Más allá de las modas de la deconstrucción y de la poesía femenina –de algún modo, hasta hace poco exógenas en Chile-, la posibilidad de hacer cuerpo estas expresiones desde su pura imitabilidad, da pasos lentos. El constatar la capacidad en que el discurso desde la mujer puede dar cuenta mejor de nuestros desórdenes colectivos que nuestra poesía establecida (patriarcal, como le llaman a veces), y que el deconstructivismo –que en absoluto puede entenderse como una reducción al vacío, sino como un desensamblaje para una nueva posibilidad de composición- puede dar un reporte más adecuado de la crisis cultural absoluta en que estamos, estas necesarias constataciones, no llevan automáticamente a la generación de expresiones efectivas desde una posible conciencia literaria nacional.
La tensión altamente mujeril de las nuevas poetas chilenas debiera tomar más relevancia. Es lo que pienso cuando considero Ovulada, de Amada Durán (MAGO Ed., Santiago, 2007) o leo los anticipos de La arcada como pequeño maleficio, de Marcela Saldaño, y digo mujeril, sabiendo que es palabra dura y malsonante, pues probablemente esta malsonancia dice más que el sano respeto a nuestros contextos lingüísticos sólitos al referirnos a una época marcada por la invasión de los cuerpos por el poder de una historia enajenada –en medio de un modo de sociedad que levanta una muralla entre lo que es y lo que no puede aparecer (y se supone que con ello deja de ser). La violencia, que no puede evitar cruzarse en el discurso, es la seña que muestra la persistencia del ser humano en su humanidad bajo el embate de una gran nada espectral y alienante.
Esta violencia es palpable y efectiva en Ovulada. En este preciso sentido, me refiero a la mejor posibilidad para una poesía desde la mujer de emprender un saldo de cuentas colectivo. No puedo dejar de ver, en esa casa a medio construir y poblada de todos los fantasmas que la agonía de la familia tradicional nos ha traído –desde la separación y la viudez hasta el parricidio y el incesto-, un retrato de lo que nos ha faltado para conformar una nación. La enervante fragilidad de nuestros vínculos “naturales” –como los llamaba el viejo derecho- se ha visto aun más confirmada bajo la sombra de una (contra-) cultura del “yo” sobre una cultura posible del “nosotros”. En este caso, Amanda da una contundente muestra de la nueva poética de mujeres, perfectamente reconocible en aquéllas que nuestra culposa modernidad relegó a la “literatura femenina clásica” de principios del siglo XX –Mistral, Storni, Agustini-: la visión desde una desolación corporal y doméstica, más ahora invadida por la crisis absoluta del sentido.
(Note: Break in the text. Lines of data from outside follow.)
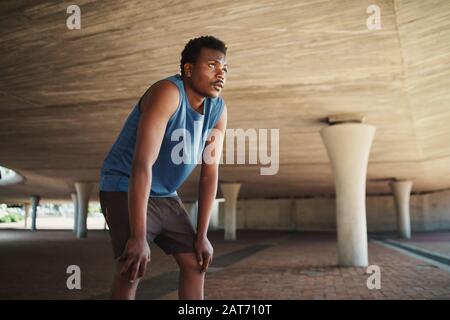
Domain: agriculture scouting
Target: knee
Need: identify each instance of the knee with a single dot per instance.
(190, 266)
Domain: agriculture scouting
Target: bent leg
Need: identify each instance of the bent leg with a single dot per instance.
(191, 282)
(122, 288)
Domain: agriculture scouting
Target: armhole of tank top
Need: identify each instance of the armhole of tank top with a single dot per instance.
(179, 101)
(180, 97)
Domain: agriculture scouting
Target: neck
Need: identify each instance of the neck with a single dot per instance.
(195, 98)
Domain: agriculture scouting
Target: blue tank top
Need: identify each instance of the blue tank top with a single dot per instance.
(182, 146)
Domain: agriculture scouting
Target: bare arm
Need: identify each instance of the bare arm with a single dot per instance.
(208, 189)
(157, 106)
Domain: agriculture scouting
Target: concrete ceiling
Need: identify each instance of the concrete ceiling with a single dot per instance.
(64, 94)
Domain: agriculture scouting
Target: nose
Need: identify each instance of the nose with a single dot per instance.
(221, 75)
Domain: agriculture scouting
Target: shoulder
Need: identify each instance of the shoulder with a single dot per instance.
(163, 93)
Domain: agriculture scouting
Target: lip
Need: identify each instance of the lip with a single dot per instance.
(218, 84)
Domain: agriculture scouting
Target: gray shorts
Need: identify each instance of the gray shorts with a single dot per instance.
(168, 223)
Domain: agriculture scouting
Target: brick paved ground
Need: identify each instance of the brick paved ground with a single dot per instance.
(438, 242)
(291, 266)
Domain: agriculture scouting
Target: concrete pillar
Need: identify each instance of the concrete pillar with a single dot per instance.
(34, 203)
(402, 190)
(230, 192)
(84, 190)
(348, 146)
(75, 212)
(26, 211)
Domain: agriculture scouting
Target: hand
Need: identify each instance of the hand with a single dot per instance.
(135, 258)
(204, 252)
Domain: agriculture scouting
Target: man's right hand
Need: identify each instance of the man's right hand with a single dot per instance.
(135, 258)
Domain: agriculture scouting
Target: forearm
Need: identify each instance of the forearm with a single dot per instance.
(207, 195)
(138, 194)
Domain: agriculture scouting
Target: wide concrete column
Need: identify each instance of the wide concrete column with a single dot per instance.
(402, 190)
(348, 146)
(34, 203)
(75, 212)
(230, 192)
(26, 211)
(84, 190)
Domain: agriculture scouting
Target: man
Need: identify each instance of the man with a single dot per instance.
(142, 171)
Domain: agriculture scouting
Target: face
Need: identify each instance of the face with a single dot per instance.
(207, 76)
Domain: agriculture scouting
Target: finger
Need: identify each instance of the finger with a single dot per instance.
(199, 257)
(205, 263)
(210, 261)
(134, 271)
(126, 265)
(122, 258)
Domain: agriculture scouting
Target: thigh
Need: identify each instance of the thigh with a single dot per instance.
(114, 206)
(177, 233)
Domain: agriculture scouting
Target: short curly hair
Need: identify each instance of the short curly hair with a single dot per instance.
(192, 49)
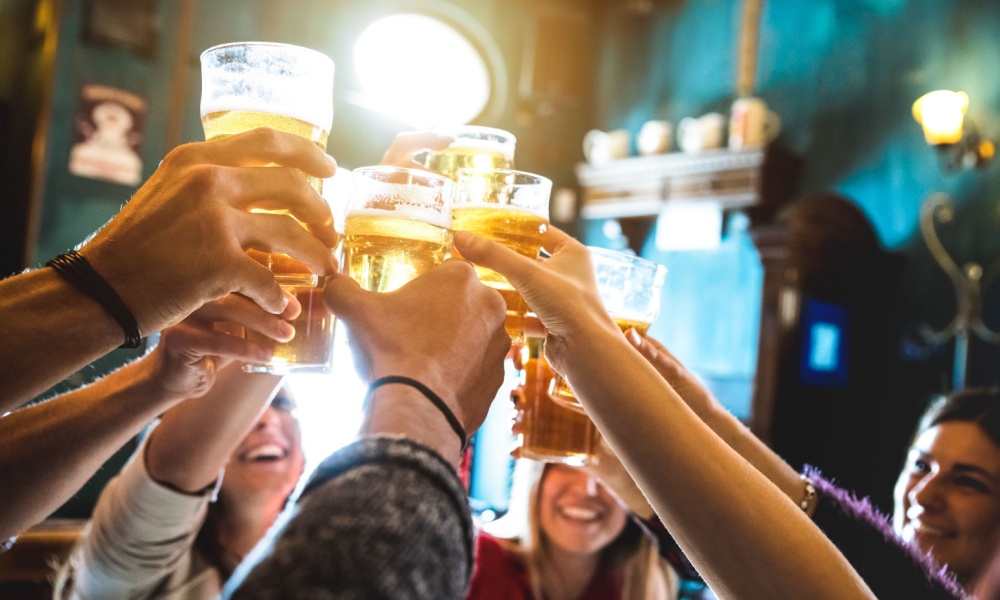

La actividad biológica –desplegada en el libro desde la vida familiar hacia su expresión crudamente sexual- termina indefectiblemente en la muerte, la carencia, la indefensión (marcadas profundamente por la compasión que revela el último poema, como única posibilidad de redimirse en un plano social ya reducido a la errancia). Este “esquema” (legible ya en la melancolía “clásica” de las autoras canónicas) se resuelve acá en una insolencia escritural que no se acoge a los viejos recursos “de entrada” a ese canon –en algún sentido marcados éstos siempre por un correlato ético de construcción social-, sino que cae en la conciencia abierta sobre el cuerpo de carne y sangre. Y en este sentido, esta particular insolencia le da caracteres definidos dentro de la producción coetánea, marcada a veces por un esteticismo que “lima” sus posibilidades de acidez en el necesario choque entre la poética y la práctica de nuestras épocas.
Mención aparte merece el cuidadoso trabajo vérsico: refleja, creo, la conciencia netamente corporal del trabajo literario de Amanda. El carácter staccato de la expresión –más feudataria del arte teatral que de la lírica- le suma al texto una extensidad: la cuidadosa evitación de un acento dirigido a crear simples efectos formales o a diluir un legítimo sentimiento de unidad de sonido, sentido e imagen (que es, al fin de cuentas, la marca de una poética que sabe eludir esos efectos). Gracias a esto, lo fragmentario de los textos logra tender a una completa integración en el plano del estilo.
Es curioso que un libro con tanta muerte respire tanto. Es en esto, en esa paradoja, en lo que da cuenta de nuestra época: y al fin del viaje, ese dar cuenta basta y sobra para ponerlo en una línea destacada en la producción de su generación.